Dad winces and nods. “She did. It was so stupid—I didn’t want to tell her because I was worried about what she would make of it. And then, by not telling her, I made it into a big deal.”

“So, what happened?”

“I went to Germany for a week. I was fucking miserable, so I changed my flight and came home, fell to my knees on her doorstep. Told her she was my future, and that I was in love with her. That’s when she told me about you.”

Even though I’ve only ever seen them as my parents, I can see the scene. Dad in his retro glasses, his light wash jeans and white sneakers. Mom, opening the door and seeing him there.

“It’s a great story, Dad,” I say, accepting the rag he tosses me. I start to wipe my hands, clearing away the grease from my car. “But why are you telling me now?”

He’s quiet long enough that I look up at him, find him staring right back at me.

The moment stretches, then, on a sigh, he says, “Because I wanted to tell you that relationships are about trust. Opening yourself up to being hurt. I have a feeling that—well, all this made me wonder if you knew that, Luca. What makes it special is that chance that you might get hurt. It’s that trust in the other person to be loyal, to be true, to be careful with your heart—that’s what makes it love. ”
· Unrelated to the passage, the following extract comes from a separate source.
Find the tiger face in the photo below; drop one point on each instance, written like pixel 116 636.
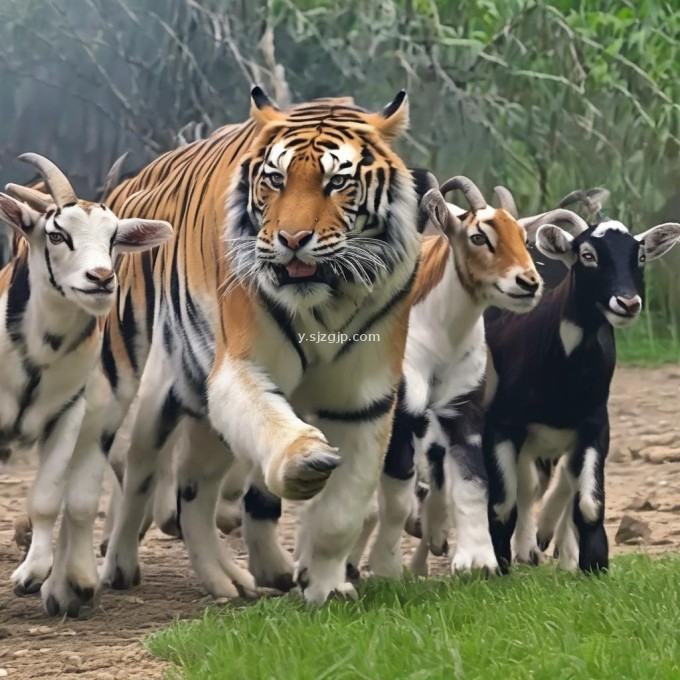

My throat swells and I try to swallow around it, my heart pushing up against my esophagus. Of course Dad would see me this clearly, and of course he would be right.

I have a problem with trust. Obviously, given the situation with Mandy. That I didn’t tell Sloane about that, or about the divorce, or anything about the reality between me and Wren.

Maybe that problem with trust is also part of the reason I’ve been so hesitant to call this what it is. Ask Wren, formally, to be my girlfriend. My partner.

Fuck, my wife.

I realize I’d get down on one knee right now. I’ve known her for less than a year, but I know. I know she’s the woman I want to spend the rest of my life with, if only she’ll take me.

“Gerald!” Mom’s voice floats out from the breezeway, and Dad stands, clapping a hand on my shoulder and nodding at me before he leaves without another word.

I sit in the quiet of the garage, then sigh and dig my phone from my pocket with a greasy hand.

“Luca?”

“I’m sorry, Sloane,” I say, the moment she answers the phone. It’s quiet on the other side, and I deserve that. Years ago, when she and Callum were getting together behind my back, I was righteously pissed about all the lying.

It’s only just now hitting me, the irony of that. The fact that she and Cal were sparked at my fake wedding.

“You don’t have to forgive me right away, or ever,” I say, a smile pulling at the corner of my mouth. Of course Sloane will forgive me—that’s what we do for each other. “But I need your help with something.”

Sloane is quiet for a long moment, then she says, “Bring me a box of éclairs from the fancy bakery downtown. And we’ll talk about it over lunch.”

I can’t contain my laugh. “You got it.”